En los últimos años, la arquitectura pública en Lima ha sido de una calidad muy mediocre, en gran parte por la falta de concursos públicos. En otras capitales de América Latina, uno puede apreciar la buena calidad de edificios públicos, parques, puentes y calles, que en los mejores casos han sido desarrollados en base a un diseño ganador de un concurso público. En Lima, en cambio, sin la posibilidad de tener concursos de este tipo, los proyectos públicos han sido diseñados por arquitectos que trabajan para las empresas que ganan la licitación para construir una obra, o que trabajan para la misma municipalidad.

Sin concursos, las ideas para los proyectos vienen a veces de las campañas electorales. Otros arquitectos independientemente proponen ideas –algunas mejores que otras– de cómo mejorar la ciudad, incluyendo la construcción de un puente en forma de arco iris entre Barranco y Miraflores, o el desarrollo de un parque metropolitano en Las Palmas.

En el Zanjón tenemos los nuevos puentes de la gestión municipal anterior con arcos amarillos que parecen entradas al restaurante McDonald’s. La Costa Verde tiene un catálogo de intervenciones que no han logrado tener una buena calidad de diseño coherente con el litoral en donde se emplazan. El Cristo del Pacífico es otro caso, donde un presidente, junto con una empresa brasilera, ha ‘regalado’ un monumento a la ciudad sin ninguna consulta a arquitectos, urbanistas o la comunidad.

La mediocridad en la calidad de la obra pública en el Perú es más frustrante aún por el hecho de que varios estudios de arquitectura limeños han recibido importantes premios internacionales por sus obras privadas en los últimos años y han ganado concursos para obras públicas en otros países. Estos estudios, sin embargo, en gran parte han sido excluidos de poder participar en la construcción de la ciudad y la posibilidad de diseñar obras públicas a escala nacional, ya que el sistema de contrataciones del Estado hasta hace poco no ha permitido concursos públicos de arquitectura.

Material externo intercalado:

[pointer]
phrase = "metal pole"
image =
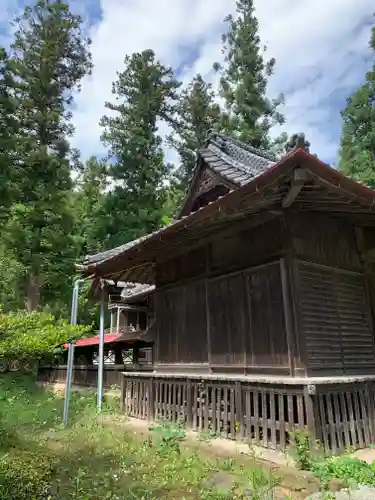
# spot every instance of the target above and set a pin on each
(69, 368)
(101, 349)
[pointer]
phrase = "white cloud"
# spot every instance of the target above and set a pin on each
(321, 49)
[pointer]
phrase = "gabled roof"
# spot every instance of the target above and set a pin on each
(236, 161)
(327, 191)
(136, 291)
(233, 160)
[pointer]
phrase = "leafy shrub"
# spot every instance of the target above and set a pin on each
(25, 476)
(301, 449)
(30, 336)
(168, 436)
(351, 470)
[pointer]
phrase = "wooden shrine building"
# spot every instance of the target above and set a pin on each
(264, 301)
(128, 342)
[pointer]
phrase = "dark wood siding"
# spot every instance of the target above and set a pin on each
(335, 321)
(268, 333)
(181, 324)
(228, 319)
(246, 248)
(324, 240)
(187, 266)
(247, 324)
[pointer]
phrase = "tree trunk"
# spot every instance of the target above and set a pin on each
(32, 298)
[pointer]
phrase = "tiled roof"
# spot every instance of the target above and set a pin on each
(133, 290)
(235, 161)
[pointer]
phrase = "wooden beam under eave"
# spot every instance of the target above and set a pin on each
(368, 256)
(298, 181)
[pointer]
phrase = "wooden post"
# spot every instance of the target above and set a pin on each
(309, 392)
(122, 391)
(239, 409)
(288, 314)
(207, 270)
(370, 396)
(151, 400)
(189, 405)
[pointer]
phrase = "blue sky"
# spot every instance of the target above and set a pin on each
(321, 51)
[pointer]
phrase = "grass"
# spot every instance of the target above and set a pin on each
(40, 459)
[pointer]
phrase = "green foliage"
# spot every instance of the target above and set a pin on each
(47, 59)
(25, 475)
(11, 272)
(301, 449)
(358, 134)
(350, 470)
(145, 93)
(168, 436)
(88, 202)
(249, 114)
(197, 113)
(29, 336)
(102, 456)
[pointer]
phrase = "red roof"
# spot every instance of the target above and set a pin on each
(95, 340)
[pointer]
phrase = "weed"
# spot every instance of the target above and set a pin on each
(168, 437)
(304, 450)
(208, 435)
(41, 459)
(350, 470)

Felizmente, esto ha cambiado el 31 de diciembre del 2018, cuando se promulgó el reglamento de la Ley 30225, Ley de Contrataciones del Estado.

La Asociación de Estudios de Arquitectura del Perú ha tenido un rol importante en impulsar esta iniciativa, según se menciona en su página: “Con esta promulgación se permitirá que la enorme brecha de infraestructura que tiene el país pueda cerrarse con obras elegidas según la mejor propuesta arquitectónica”.